Now that we've trained the autoencoder, what can we do with it? We can feed images through it and it will detect the presence of these visual features. The outputs of the autoencoder's hidden layer can be fed directly into other machine learning techniques. So, instead of trying to learn from the 784 pixels that make up each image, we can learn from the 200 outputs of our autoencoder, each of which will correspond to meaningful visual features (strokes, arcs, circles, etc).

And although it has been trained on handwritten digits, we could feed other sorts of images through it. For example, we might feed images of letters to it and have it tell us whether these types of penstrokes are present. In this way, our autoencoder has abstracted useful visual features which can be generalised.

Postscript: deep learning & stacked autoencoders

The autoencoder is one of a handful of advances in neural networks which are collectively referred to as deep learning. Deep learning approaches have lead to breakthroughs in computer vision and speech recognition, and power services like Facebook's face recognition and Siri. Deep learning has been so successful that it has even graduated to mainstream buzz with press articles like 'Deep Learning' Will Soon Give Us Super-Smart Robots (Wired) and Google develops computer program capable of learning tasks independently (the Guardian). Here's a typical sentence from the Guardian's article: "The agent uses a method called 'deep learning' to turn the basic visual input into meaningful concepts, mirroring the way the human brain takes raw sensory information and transforms it into a rich understanding of the world."
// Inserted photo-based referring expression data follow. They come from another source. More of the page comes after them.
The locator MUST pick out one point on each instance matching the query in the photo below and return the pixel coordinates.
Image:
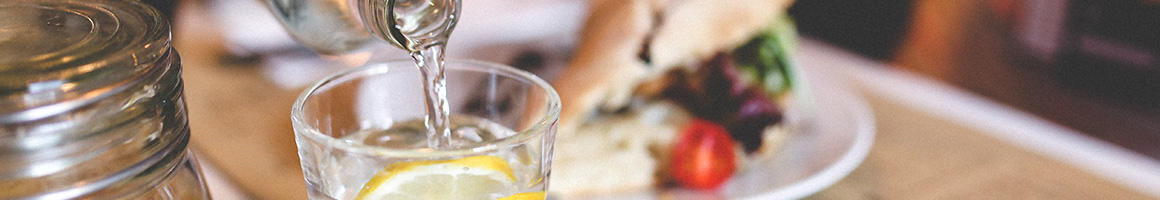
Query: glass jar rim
(67, 54)
(538, 128)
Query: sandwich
(673, 94)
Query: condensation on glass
(91, 104)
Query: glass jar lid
(58, 55)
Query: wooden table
(923, 148)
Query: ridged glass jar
(91, 104)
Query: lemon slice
(527, 195)
(478, 177)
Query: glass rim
(537, 129)
(99, 65)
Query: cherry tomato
(703, 157)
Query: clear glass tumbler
(91, 104)
(361, 134)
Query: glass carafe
(91, 104)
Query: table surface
(933, 141)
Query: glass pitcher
(91, 104)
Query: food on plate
(673, 93)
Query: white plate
(810, 161)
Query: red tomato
(703, 157)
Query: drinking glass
(361, 134)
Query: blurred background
(1093, 65)
(1088, 65)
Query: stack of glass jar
(91, 104)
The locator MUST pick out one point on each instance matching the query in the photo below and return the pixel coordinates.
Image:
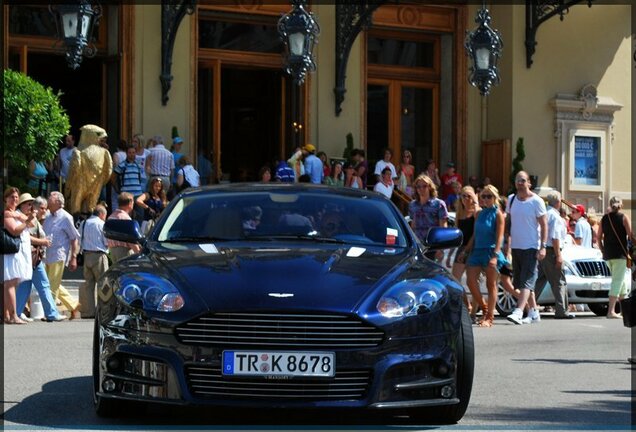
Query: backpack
(186, 184)
(120, 177)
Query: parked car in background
(283, 296)
(587, 274)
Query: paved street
(552, 375)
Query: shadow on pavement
(67, 404)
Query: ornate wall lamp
(483, 46)
(299, 30)
(76, 23)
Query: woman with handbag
(152, 202)
(17, 265)
(613, 233)
(39, 243)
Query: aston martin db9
(283, 296)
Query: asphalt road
(552, 375)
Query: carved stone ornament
(589, 97)
(586, 106)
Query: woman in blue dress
(485, 252)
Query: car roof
(280, 187)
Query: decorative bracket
(351, 19)
(171, 15)
(538, 12)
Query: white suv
(586, 273)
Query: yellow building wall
(151, 117)
(591, 46)
(328, 131)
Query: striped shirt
(60, 226)
(160, 161)
(131, 175)
(93, 239)
(121, 215)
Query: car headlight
(412, 297)
(149, 292)
(568, 269)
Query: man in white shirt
(528, 242)
(94, 248)
(385, 163)
(551, 268)
(386, 185)
(582, 230)
(160, 163)
(63, 250)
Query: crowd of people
(514, 240)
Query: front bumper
(154, 366)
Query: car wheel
(103, 407)
(451, 414)
(505, 302)
(600, 309)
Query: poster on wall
(587, 152)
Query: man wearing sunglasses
(528, 242)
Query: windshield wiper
(317, 239)
(197, 239)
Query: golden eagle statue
(89, 170)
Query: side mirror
(123, 230)
(443, 238)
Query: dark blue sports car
(283, 295)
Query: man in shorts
(528, 237)
(551, 268)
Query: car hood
(229, 276)
(576, 253)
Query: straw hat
(25, 197)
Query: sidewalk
(72, 280)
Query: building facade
(402, 85)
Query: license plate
(277, 363)
(596, 286)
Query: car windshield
(267, 215)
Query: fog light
(112, 364)
(442, 370)
(109, 385)
(447, 392)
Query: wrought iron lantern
(299, 30)
(483, 46)
(77, 22)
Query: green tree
(34, 121)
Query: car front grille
(207, 382)
(592, 268)
(583, 294)
(279, 330)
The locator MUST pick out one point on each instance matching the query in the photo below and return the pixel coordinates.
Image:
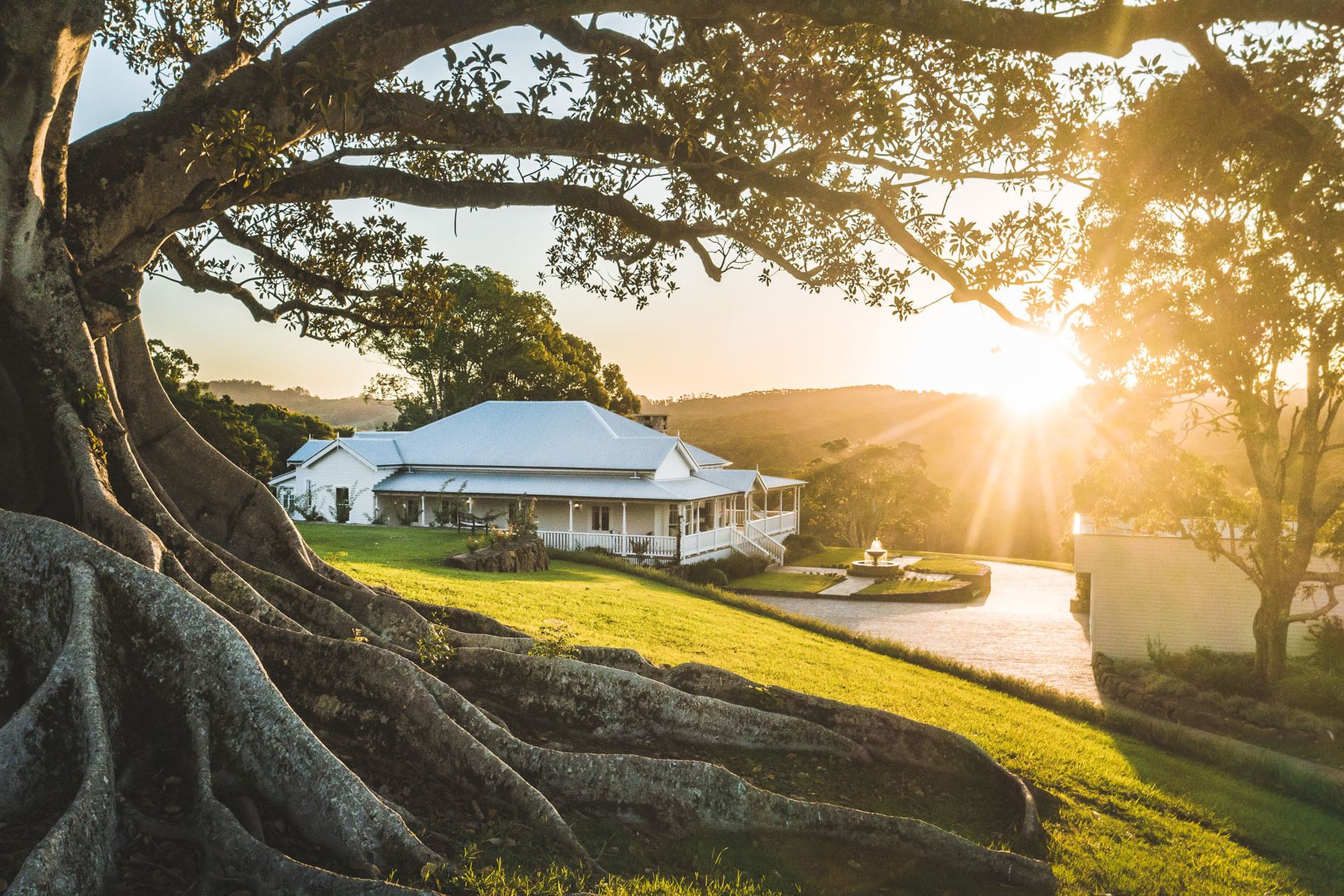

So what is it? "Deep learning" is often used in a vague, hand-wavy way to mean "really big neural networks." But I think we're really talking about three developments in neural networks which have made them much more effective:

Massive increases in computing power enabling much bigger networks trained on much larger datasets. (This is obvious and not terribly interesting). Reportedly, the neural network that powers the image classification in Google Photos is 13 layers deep.
Development of strategies for generalising learning: Facial recognition is made difficult because faces can appear in images near or far, in different locations, in profile or rotated in different directions, etc. Accents present a similar problem for speech recognition. A variety of interesting strategies have been proposed to counter these problems, a good example of which is the convolutional neural network.
Development of strategies for abstracting meaningful features from data

It's the third point we've been discussing today. In large deep learning neural networks, there would be a hierarchy of autoencoder-like layers, each of which abstracts higher level features from previous layers. For example, the lowest layer would detect edges (like our autoencoder), the second layer might use combinations of edges to detect shapes, the third layer could combine the shapes into objects, and so on. By the final layers, features are being combined into meaningful objects.

We understand that the human perceptual systems operate in a similar fashion - with a hierarchy of increasingly complex feature detectors. Since our perceptual systems are frankly amazing, it makes sense to design machine learning systems that mimic them.